Отец запрокинул голову на спинку кресла и закрыл глаза. Я не знала, понимает ли он смысл сказанных мною слов, узнает ли место, где находится. Я наклонилась и поцеловала его в худую щеку.
– Папочка, – прошептала я, чувствуя, как у меня перехватывает дыхание, – я люблю тебя.
Я уже подумала было, что он спит, но заметила в уголках рта слабую улыбку.
– Я знал это, – пробормотал он. – Всегда знал.
Мне было все равно, видит ли Пол, что я плачу. Это не имело ни малейшего значения. Я сказала отцу то, что должна была сказать. Я стиснула его руку, а он в ответ едва ощутимо пожал мою и снова заснул, а над нами продолжали падать звезды.
Глава 36
Проснувшись утром, я сразу поняла – что-то случилось. Возле дома слышались голоса, звонил телефон, тихим, сдавленным голосом говорила мама, прошуршали шины по гравию, донеслись голоса из гостиной, причем говорили не тихо, как в последнее время, чтобы не потревожить сон отца, а в полный голос.
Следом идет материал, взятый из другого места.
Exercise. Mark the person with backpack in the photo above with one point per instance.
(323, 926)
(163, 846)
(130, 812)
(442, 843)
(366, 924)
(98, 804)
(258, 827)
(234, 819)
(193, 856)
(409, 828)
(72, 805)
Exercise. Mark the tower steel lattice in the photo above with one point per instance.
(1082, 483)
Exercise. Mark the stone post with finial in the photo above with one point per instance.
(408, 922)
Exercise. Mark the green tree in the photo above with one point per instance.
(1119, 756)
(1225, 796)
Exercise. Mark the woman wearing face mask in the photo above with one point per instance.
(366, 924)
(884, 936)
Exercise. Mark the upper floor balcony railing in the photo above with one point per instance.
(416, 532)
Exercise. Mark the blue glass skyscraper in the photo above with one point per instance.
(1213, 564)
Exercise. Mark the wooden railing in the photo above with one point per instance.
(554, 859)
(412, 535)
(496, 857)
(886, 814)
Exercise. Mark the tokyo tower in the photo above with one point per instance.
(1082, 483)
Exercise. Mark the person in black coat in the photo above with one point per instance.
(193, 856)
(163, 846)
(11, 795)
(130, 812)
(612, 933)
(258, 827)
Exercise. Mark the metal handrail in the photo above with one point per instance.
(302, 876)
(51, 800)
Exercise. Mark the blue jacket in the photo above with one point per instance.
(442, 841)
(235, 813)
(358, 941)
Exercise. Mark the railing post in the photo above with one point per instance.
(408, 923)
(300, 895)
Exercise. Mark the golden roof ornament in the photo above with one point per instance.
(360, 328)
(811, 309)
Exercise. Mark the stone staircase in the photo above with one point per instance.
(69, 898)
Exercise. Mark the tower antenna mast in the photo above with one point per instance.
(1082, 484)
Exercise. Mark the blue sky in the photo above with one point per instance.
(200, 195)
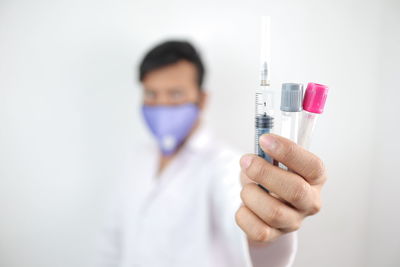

Никто не заботился о том, чтобы его не разбудить. Что означало…
Нет…
Я крепко зажмурилась. Если не открывать глаз, можно представить, что находишься, например, дома в Стэнвиче. И тогда, возможно, окажется, что все происходящее сейчас – всего лишь кошмар. И я спущусь вниз, отец будет есть бублик, а мама заговорит о необходимости сбавить вес. И я расскажу ему о моем сне, хоть и не во всех подробностях, и кошмар развеется, как и не бывало…
– Тейлор. – Голос Уоррена звучал странно.
Мой подбородок задрожал, и, хоть я еще даже не успела открыть глаза, по щеке скатились две слезинки.
– Нет, – сказала я, поворачиваясь лицом к окну, и прижала согнутые колени к груди. Если бы я открыла глаза, все это стало бы явью. Как только я открою глаза, все происходящее станет правдой. Как только я открою глаза, отец будет мертв.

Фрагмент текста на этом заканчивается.